Questa proposta, comunque, viaggia in parallelo con l’altra, più volte esplicitata dai leghisti, di voler abolire la figura del Garante dei diritti delle persone private della libertà personale. Nel 2020 fu proprio Igor Iezzi a dichiarare: «Palma ancora una volta si schiera dalla parte dei delinquenti contro i cittadini che rispettano la legge e contro gli agenti della polizia penitenziaria. L’unico emendamento che va subito approvato è quello che presenteremo come Lega e che riguarda l’abolizione di questa assurda figura, quella del Garante dei detenuti».
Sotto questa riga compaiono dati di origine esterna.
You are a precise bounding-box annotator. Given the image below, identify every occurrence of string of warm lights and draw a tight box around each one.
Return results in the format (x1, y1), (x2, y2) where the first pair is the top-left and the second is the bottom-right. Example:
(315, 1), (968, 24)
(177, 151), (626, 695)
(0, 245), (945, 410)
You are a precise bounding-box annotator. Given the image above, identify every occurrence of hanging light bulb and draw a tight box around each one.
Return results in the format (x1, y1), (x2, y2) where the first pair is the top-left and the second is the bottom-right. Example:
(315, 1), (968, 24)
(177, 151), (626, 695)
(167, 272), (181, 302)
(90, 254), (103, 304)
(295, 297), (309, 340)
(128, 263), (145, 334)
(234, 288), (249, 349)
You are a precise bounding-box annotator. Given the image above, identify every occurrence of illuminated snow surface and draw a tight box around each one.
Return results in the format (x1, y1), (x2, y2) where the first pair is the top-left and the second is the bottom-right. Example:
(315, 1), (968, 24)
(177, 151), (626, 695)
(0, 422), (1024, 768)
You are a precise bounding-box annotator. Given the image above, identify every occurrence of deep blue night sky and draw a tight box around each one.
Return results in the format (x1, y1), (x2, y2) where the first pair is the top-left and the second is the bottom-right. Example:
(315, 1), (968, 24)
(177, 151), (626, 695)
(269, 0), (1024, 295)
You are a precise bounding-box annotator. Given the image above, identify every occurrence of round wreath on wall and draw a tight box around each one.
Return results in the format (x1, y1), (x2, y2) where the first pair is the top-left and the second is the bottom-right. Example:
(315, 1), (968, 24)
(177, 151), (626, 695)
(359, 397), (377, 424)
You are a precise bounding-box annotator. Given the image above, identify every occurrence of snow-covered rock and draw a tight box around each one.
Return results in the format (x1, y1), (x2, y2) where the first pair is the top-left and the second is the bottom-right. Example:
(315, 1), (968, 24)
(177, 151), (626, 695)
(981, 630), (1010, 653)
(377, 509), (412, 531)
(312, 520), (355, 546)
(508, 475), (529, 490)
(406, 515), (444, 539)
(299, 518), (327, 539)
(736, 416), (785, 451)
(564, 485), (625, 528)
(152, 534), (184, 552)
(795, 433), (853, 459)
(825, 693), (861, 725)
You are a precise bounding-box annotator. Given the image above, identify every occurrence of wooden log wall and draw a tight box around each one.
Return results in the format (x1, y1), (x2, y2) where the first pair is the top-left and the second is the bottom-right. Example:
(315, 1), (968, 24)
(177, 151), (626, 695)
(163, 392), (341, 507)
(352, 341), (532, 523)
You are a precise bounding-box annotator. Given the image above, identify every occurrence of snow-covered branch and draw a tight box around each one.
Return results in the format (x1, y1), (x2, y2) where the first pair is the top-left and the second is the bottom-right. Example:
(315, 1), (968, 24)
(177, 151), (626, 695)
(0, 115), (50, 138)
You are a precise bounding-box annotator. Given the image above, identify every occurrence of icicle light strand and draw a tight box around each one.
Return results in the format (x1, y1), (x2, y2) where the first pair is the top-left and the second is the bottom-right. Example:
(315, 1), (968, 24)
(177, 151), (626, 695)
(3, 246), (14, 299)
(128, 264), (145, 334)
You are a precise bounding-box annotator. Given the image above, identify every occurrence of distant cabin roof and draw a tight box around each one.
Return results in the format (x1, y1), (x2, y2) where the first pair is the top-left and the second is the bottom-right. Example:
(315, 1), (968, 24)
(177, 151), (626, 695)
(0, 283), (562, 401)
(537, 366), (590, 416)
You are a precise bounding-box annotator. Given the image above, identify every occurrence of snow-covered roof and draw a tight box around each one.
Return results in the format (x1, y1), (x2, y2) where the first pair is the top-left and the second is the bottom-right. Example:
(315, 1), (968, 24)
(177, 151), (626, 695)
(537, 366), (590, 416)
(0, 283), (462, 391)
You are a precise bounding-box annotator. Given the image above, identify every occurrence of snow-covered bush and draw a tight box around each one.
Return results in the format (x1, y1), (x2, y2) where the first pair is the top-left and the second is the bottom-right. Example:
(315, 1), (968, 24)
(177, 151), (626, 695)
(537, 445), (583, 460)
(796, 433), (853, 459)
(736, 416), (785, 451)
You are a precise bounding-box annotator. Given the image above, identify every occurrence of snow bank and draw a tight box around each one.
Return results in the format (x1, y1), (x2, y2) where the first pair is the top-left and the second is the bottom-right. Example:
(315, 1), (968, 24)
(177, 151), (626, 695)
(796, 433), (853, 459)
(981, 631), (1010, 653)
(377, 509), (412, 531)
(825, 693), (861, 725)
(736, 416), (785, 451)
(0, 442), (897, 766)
A proposito di questo, il mandato di Mauro Palma scade a febbraio 2023. Che cosa succederà allora? Il Carroccio potrebbe far riemergere la vecchia proposta? Intanto, sempre fonti della Lega, stanno facendo circolare l’ipotesi che la poltrona del capo del Dap, Carlo Renoldi, potrebbe saltare: troppo orientato a una pena costituzionale il suo peccato. A questo scenario si aggiunge lo slogan utilizzato dal centrodestra in campagna elettorale: “più taser per tutti”.

Sia dalla Lega che da Fratelli d’Italia era venuta la richiesta, pure attraverso interrogazioni alla ministra della Giustizi, Marta Cartabia, di fornire anche alle guardie carcerarie le pistole elettriche. Ma un altro fronte su cui la Lega potrebbe voler agire – e dove troverebbe anche la sponda del Movimento Cinque Stelle - è la modifica, o con correttivi previsti dalla delega al governo o con procedimento legislativo, della parte della riforma di mediazione Cartabia del processo penale nel capitolo riguardante le pene sostitutive delle pene detentive brevi per condanne fino a 4 anni, che verranno applicate ora direttamente dal giudice di cognizione. Ma tutto questo quadro mal si concilia sicuramente con la figura del nuovo ministro della Giustizia. Che sia Carlo Nordio, Francesco Paolo Sisto o Maria Elisabetta Alberti Casellati sarà sicuramente una figura di spiccata connotazione garantista.

Il primo ricordiamo è stato tra i promotori del referendum per limitare gli abusi della custodia cautelare, il secondo è “amico” dell’Unione delle Camere Penali e ha sempre sostenuto la visione costituzionale del carcere della Cartabia, la terza quest’anno, durante la presentazione annuale della Relazione al Parlamento del Garante dei diritti delle persone private della libertà personale Mauro Palma, non ha fatto un semplice saluto istituzionale ma una vera denuncia delle condizioni delle nostre carceri, a partire dal sovraffollamento carcerario.

Tale indecoroso scenario disse, «oltre a generare disagio, malessere e amplificare la percezione del carcere come luogo di degrado ed emarginazione» rappresenta «uno dei principali ostacoli alla salvaguardia di diritti fondamentali della persona, come quello all’istruzione, al lavoro o alla sfera degli affetti». Si trattava, per la senatrice, di «diritti che non sono solo guarentigie di una dignità umana che il carcere non può sopprimere, ma anche strumenti irrinunciabili per trasformare la pena in un'occasione di riscatto, recupero e rinascita sociale, come prescrive la Costituzione». Insomma vita dura per giustizialisti dell’esecuzione penale con ministri del genere.